Salah satu contohnya penyebutan kakek. Orang Kutai Tenggarong khususnya, saat ini menyebut kakek dengan kata kaik. Kaik sendiri berasal dari bahasa Banjar, Kalimantan Selatan.
Padahal kakek dalam bahasa Kutai ialah nenek atau minak laki. “Kalaupun ada hanya sedikit yang menggunakan nenek laki atau nenek bini untuk yang perempuan.

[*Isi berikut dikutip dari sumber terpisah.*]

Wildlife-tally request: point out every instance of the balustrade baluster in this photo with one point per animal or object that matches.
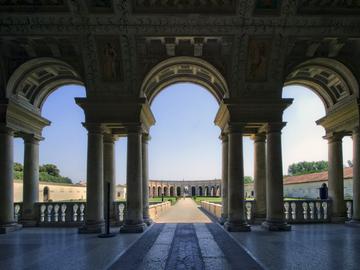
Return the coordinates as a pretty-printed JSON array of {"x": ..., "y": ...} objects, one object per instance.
[
  {"x": 121, "y": 211},
  {"x": 312, "y": 212},
  {"x": 63, "y": 212},
  {"x": 75, "y": 209},
  {"x": 286, "y": 206},
  {"x": 42, "y": 213},
  {"x": 293, "y": 210},
  {"x": 305, "y": 210},
  {"x": 318, "y": 210},
  {"x": 349, "y": 210},
  {"x": 82, "y": 208},
  {"x": 325, "y": 207},
  {"x": 49, "y": 212},
  {"x": 56, "y": 212}
]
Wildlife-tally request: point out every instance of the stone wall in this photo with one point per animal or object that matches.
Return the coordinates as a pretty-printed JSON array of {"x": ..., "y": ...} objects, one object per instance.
[{"x": 61, "y": 192}]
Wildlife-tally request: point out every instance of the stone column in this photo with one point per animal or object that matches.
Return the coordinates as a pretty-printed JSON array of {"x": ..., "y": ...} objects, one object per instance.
[
  {"x": 275, "y": 218},
  {"x": 336, "y": 177},
  {"x": 31, "y": 180},
  {"x": 224, "y": 178},
  {"x": 145, "y": 178},
  {"x": 134, "y": 222},
  {"x": 236, "y": 204},
  {"x": 7, "y": 222},
  {"x": 94, "y": 220},
  {"x": 109, "y": 172},
  {"x": 356, "y": 177},
  {"x": 260, "y": 176}
]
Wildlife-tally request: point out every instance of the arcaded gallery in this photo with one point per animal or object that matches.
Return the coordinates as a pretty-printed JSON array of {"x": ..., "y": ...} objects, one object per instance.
[{"x": 124, "y": 54}]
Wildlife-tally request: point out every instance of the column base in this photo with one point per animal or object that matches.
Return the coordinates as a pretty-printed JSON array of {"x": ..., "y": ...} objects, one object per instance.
[
  {"x": 276, "y": 226},
  {"x": 10, "y": 227},
  {"x": 237, "y": 226},
  {"x": 28, "y": 222},
  {"x": 222, "y": 220},
  {"x": 92, "y": 227},
  {"x": 258, "y": 220},
  {"x": 133, "y": 228},
  {"x": 353, "y": 223},
  {"x": 148, "y": 221},
  {"x": 338, "y": 219}
]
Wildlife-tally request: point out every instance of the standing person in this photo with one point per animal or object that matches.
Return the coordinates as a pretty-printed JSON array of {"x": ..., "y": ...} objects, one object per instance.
[{"x": 323, "y": 192}]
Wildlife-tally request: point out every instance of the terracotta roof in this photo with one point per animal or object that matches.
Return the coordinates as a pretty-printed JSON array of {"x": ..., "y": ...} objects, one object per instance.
[{"x": 313, "y": 177}]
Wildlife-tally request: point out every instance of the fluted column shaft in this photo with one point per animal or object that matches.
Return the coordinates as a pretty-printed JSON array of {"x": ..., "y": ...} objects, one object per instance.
[
  {"x": 134, "y": 221},
  {"x": 145, "y": 174},
  {"x": 356, "y": 176},
  {"x": 236, "y": 203},
  {"x": 224, "y": 177},
  {"x": 336, "y": 177},
  {"x": 260, "y": 176},
  {"x": 275, "y": 219},
  {"x": 30, "y": 179},
  {"x": 7, "y": 222},
  {"x": 94, "y": 220},
  {"x": 109, "y": 172}
]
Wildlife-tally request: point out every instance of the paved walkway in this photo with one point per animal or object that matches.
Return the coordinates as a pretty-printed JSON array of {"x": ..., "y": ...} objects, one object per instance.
[
  {"x": 184, "y": 211},
  {"x": 198, "y": 244}
]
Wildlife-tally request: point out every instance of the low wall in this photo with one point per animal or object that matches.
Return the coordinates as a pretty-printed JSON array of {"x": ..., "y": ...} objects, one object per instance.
[
  {"x": 213, "y": 208},
  {"x": 155, "y": 210}
]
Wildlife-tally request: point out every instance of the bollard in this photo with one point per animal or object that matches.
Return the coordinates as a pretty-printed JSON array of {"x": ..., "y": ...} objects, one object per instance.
[{"x": 107, "y": 233}]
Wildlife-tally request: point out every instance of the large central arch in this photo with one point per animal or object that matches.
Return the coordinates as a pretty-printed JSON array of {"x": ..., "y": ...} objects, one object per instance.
[{"x": 184, "y": 69}]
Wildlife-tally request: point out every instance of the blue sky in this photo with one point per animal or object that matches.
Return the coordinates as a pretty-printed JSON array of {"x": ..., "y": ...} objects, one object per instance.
[{"x": 185, "y": 141}]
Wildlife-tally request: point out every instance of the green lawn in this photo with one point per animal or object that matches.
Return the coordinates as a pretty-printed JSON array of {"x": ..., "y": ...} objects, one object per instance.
[
  {"x": 218, "y": 199},
  {"x": 158, "y": 199},
  {"x": 198, "y": 199}
]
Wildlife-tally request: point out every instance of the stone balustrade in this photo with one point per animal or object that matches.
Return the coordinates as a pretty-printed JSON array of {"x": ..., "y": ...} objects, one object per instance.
[
  {"x": 67, "y": 214},
  {"x": 295, "y": 211}
]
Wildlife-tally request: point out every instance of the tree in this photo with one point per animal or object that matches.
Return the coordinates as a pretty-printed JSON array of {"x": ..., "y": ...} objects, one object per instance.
[
  {"x": 306, "y": 167},
  {"x": 50, "y": 169},
  {"x": 248, "y": 179},
  {"x": 18, "y": 167}
]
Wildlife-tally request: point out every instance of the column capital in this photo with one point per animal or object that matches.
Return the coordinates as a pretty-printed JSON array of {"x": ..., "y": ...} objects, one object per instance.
[
  {"x": 94, "y": 127},
  {"x": 5, "y": 129},
  {"x": 356, "y": 130},
  {"x": 30, "y": 138},
  {"x": 134, "y": 129},
  {"x": 109, "y": 138},
  {"x": 224, "y": 137},
  {"x": 258, "y": 137},
  {"x": 146, "y": 137},
  {"x": 236, "y": 128},
  {"x": 274, "y": 127},
  {"x": 333, "y": 137}
]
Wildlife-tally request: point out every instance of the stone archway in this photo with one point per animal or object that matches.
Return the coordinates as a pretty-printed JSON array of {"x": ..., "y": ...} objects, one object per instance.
[
  {"x": 330, "y": 79},
  {"x": 178, "y": 191},
  {"x": 338, "y": 89},
  {"x": 200, "y": 191},
  {"x": 193, "y": 191},
  {"x": 33, "y": 81},
  {"x": 184, "y": 69}
]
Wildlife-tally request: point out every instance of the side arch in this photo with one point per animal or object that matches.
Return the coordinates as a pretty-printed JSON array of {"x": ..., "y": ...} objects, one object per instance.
[
  {"x": 330, "y": 79},
  {"x": 184, "y": 69},
  {"x": 33, "y": 81}
]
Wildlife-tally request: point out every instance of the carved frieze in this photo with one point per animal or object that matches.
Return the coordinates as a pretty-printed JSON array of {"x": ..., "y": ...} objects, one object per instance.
[
  {"x": 182, "y": 6},
  {"x": 329, "y": 7},
  {"x": 109, "y": 56},
  {"x": 259, "y": 50}
]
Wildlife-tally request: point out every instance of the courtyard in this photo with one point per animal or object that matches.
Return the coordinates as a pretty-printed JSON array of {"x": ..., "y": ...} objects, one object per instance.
[{"x": 184, "y": 237}]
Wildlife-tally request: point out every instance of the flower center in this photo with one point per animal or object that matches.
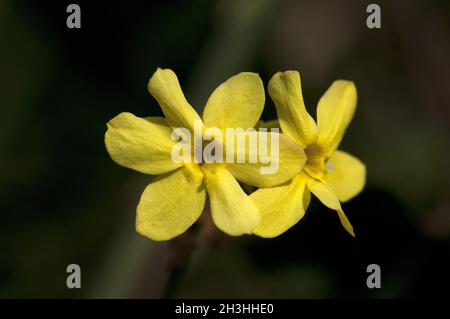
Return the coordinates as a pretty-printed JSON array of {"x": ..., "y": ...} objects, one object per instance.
[{"x": 315, "y": 166}]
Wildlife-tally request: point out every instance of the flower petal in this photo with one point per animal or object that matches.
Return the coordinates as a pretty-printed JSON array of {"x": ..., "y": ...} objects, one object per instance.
[
  {"x": 140, "y": 144},
  {"x": 165, "y": 88},
  {"x": 334, "y": 112},
  {"x": 238, "y": 102},
  {"x": 278, "y": 168},
  {"x": 171, "y": 204},
  {"x": 324, "y": 193},
  {"x": 281, "y": 207},
  {"x": 346, "y": 175},
  {"x": 232, "y": 210},
  {"x": 286, "y": 92}
]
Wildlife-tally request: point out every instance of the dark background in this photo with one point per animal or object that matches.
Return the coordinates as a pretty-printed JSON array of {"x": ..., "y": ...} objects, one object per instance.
[{"x": 63, "y": 200}]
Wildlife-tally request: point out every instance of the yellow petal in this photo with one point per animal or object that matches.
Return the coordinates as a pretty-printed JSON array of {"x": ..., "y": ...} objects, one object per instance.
[
  {"x": 140, "y": 144},
  {"x": 232, "y": 210},
  {"x": 281, "y": 207},
  {"x": 324, "y": 193},
  {"x": 278, "y": 165},
  {"x": 165, "y": 88},
  {"x": 171, "y": 204},
  {"x": 238, "y": 102},
  {"x": 346, "y": 175},
  {"x": 285, "y": 90},
  {"x": 267, "y": 124},
  {"x": 334, "y": 112}
]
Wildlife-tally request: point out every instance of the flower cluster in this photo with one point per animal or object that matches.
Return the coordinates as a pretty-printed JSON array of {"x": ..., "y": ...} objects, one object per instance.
[{"x": 307, "y": 156}]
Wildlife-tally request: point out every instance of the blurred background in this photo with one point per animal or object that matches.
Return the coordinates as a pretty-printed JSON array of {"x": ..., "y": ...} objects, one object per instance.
[{"x": 64, "y": 201}]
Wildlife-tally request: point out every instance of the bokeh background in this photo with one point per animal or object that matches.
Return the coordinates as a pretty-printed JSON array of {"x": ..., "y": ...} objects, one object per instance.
[{"x": 63, "y": 200}]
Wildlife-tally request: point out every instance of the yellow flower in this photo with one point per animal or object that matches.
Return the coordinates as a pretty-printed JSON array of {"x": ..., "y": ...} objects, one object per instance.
[
  {"x": 176, "y": 198},
  {"x": 333, "y": 176}
]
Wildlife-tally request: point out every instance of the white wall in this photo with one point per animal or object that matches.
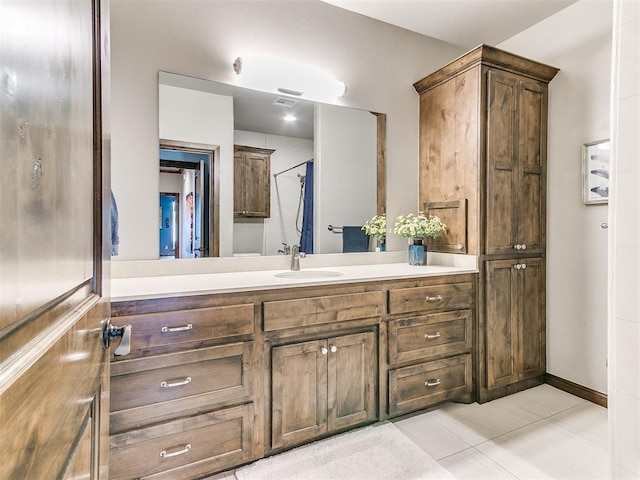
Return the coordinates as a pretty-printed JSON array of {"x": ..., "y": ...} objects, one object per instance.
[
  {"x": 345, "y": 172},
  {"x": 378, "y": 62},
  {"x": 189, "y": 116},
  {"x": 266, "y": 236},
  {"x": 624, "y": 253},
  {"x": 577, "y": 40}
]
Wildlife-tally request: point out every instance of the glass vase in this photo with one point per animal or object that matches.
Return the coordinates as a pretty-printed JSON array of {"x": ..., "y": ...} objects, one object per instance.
[{"x": 417, "y": 252}]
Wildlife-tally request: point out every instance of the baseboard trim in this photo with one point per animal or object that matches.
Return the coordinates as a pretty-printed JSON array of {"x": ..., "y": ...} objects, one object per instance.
[{"x": 577, "y": 390}]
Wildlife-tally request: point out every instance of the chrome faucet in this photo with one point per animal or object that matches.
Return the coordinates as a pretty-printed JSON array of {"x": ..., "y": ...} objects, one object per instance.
[{"x": 295, "y": 257}]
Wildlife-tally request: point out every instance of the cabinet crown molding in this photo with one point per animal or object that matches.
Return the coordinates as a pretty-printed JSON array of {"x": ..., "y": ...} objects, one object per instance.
[{"x": 491, "y": 57}]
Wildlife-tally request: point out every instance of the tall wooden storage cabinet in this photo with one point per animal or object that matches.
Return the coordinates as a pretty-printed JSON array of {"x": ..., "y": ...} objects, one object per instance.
[{"x": 483, "y": 136}]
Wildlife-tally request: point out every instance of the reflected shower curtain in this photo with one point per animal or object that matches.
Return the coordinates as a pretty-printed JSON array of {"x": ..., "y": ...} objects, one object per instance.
[{"x": 306, "y": 238}]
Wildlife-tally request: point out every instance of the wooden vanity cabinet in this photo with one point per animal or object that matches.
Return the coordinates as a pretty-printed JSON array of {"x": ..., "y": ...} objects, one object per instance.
[
  {"x": 322, "y": 386},
  {"x": 430, "y": 342},
  {"x": 483, "y": 142},
  {"x": 252, "y": 182},
  {"x": 182, "y": 402},
  {"x": 514, "y": 324},
  {"x": 213, "y": 382}
]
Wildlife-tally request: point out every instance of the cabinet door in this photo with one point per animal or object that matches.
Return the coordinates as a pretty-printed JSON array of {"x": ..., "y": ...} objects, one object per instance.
[
  {"x": 502, "y": 168},
  {"x": 532, "y": 324},
  {"x": 299, "y": 392},
  {"x": 351, "y": 385},
  {"x": 252, "y": 189},
  {"x": 531, "y": 165},
  {"x": 501, "y": 323}
]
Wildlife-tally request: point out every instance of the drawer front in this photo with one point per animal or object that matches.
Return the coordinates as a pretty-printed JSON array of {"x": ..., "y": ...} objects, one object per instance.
[
  {"x": 314, "y": 311},
  {"x": 156, "y": 388},
  {"x": 181, "y": 326},
  {"x": 186, "y": 448},
  {"x": 419, "y": 386},
  {"x": 440, "y": 334},
  {"x": 450, "y": 296}
]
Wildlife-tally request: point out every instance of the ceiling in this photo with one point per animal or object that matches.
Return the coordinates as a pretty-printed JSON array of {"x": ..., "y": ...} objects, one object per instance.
[{"x": 466, "y": 23}]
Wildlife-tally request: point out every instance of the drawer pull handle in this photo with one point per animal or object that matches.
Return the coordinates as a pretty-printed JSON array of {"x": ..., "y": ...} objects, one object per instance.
[
  {"x": 183, "y": 328},
  {"x": 182, "y": 451},
  {"x": 180, "y": 383}
]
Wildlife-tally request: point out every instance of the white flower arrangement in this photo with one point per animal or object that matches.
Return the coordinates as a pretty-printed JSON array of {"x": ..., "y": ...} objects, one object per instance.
[
  {"x": 376, "y": 226},
  {"x": 419, "y": 226}
]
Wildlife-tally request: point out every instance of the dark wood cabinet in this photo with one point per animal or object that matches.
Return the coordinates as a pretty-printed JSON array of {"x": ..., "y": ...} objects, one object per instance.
[
  {"x": 483, "y": 135},
  {"x": 321, "y": 386},
  {"x": 182, "y": 402},
  {"x": 514, "y": 326},
  {"x": 516, "y": 145},
  {"x": 252, "y": 182},
  {"x": 430, "y": 344}
]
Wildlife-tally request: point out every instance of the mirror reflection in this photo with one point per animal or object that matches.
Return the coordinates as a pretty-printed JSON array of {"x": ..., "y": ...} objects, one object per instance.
[{"x": 290, "y": 168}]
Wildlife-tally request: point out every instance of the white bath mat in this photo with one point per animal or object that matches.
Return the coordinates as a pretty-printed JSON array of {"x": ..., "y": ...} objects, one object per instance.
[{"x": 379, "y": 451}]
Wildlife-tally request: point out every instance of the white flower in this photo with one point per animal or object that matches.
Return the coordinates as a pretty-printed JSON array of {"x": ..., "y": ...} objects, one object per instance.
[{"x": 419, "y": 226}]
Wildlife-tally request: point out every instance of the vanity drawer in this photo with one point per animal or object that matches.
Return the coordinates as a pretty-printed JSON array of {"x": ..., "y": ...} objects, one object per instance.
[
  {"x": 157, "y": 388},
  {"x": 174, "y": 327},
  {"x": 439, "y": 334},
  {"x": 419, "y": 386},
  {"x": 451, "y": 296},
  {"x": 186, "y": 448},
  {"x": 304, "y": 312}
]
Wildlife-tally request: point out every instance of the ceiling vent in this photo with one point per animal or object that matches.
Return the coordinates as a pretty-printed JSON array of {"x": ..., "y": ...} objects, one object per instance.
[{"x": 285, "y": 102}]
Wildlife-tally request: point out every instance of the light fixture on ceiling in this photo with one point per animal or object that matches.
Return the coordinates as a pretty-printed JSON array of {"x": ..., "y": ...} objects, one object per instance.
[{"x": 277, "y": 75}]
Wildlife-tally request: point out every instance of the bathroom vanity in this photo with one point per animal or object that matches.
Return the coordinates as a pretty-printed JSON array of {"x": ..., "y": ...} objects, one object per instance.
[{"x": 229, "y": 367}]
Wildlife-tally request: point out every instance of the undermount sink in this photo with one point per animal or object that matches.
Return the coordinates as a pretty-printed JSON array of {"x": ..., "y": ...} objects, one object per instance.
[{"x": 308, "y": 274}]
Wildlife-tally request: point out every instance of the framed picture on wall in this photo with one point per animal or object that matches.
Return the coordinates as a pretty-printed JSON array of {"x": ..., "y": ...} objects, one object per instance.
[{"x": 595, "y": 172}]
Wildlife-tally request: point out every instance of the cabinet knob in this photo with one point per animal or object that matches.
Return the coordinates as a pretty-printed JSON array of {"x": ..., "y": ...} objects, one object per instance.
[
  {"x": 182, "y": 328},
  {"x": 181, "y": 451},
  {"x": 178, "y": 383}
]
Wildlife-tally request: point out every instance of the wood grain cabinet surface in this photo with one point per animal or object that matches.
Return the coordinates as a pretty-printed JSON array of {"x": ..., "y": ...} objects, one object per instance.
[
  {"x": 216, "y": 381},
  {"x": 252, "y": 182},
  {"x": 430, "y": 344},
  {"x": 483, "y": 139},
  {"x": 322, "y": 386}
]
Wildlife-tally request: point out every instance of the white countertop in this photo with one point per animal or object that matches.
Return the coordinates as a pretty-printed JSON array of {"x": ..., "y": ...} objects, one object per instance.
[{"x": 137, "y": 288}]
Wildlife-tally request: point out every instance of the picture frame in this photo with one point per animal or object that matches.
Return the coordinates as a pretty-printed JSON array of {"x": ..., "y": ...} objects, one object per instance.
[{"x": 595, "y": 172}]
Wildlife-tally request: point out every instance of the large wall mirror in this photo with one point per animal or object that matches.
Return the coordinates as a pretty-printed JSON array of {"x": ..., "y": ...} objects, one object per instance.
[{"x": 283, "y": 165}]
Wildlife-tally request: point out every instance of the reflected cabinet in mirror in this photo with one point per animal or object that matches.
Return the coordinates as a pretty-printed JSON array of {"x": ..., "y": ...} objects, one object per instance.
[{"x": 250, "y": 173}]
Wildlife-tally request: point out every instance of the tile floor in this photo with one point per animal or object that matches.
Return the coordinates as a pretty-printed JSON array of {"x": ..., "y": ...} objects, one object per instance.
[{"x": 540, "y": 433}]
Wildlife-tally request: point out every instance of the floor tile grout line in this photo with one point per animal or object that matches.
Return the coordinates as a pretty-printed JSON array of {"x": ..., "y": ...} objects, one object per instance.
[{"x": 487, "y": 458}]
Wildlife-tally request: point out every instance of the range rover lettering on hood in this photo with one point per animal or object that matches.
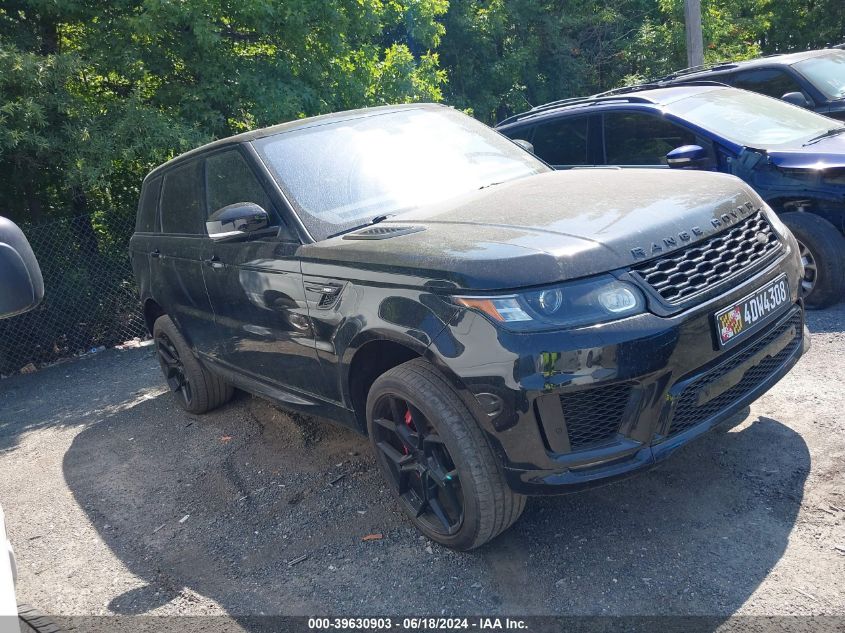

Tapi kalau minak, sudah tidak ada lagi,” jelas Awang, Kamis (10/12/2020).
Selain itu, ada contoh kosa kata lain yang kini jarang dan bahkan tak pernah terdengar lagi. Seperti tuwala yang berganti menjadi handuk, uda atau busu yang lebih familiar dengan sebutan om.
Kemudian kdera yang lebih sering disebut kursi/bangku, jenggan/luruh yang lebih populer dengan sebutan rumah, serta luah yang lebih sering diucapkan loa, berikut peluluk yang telah berganti menjadi serbet.
Menurut dosen Universitas Kutai Kartanegara ini, kalangan pendatang menjadi salah satu faktor dibalik lenyapnya sejumlah kosa kata itu. Kondisi ini ditambah dengan generasi muda Kutai yang lebih senang menggunakan bahasa slang atau bahasa musiman.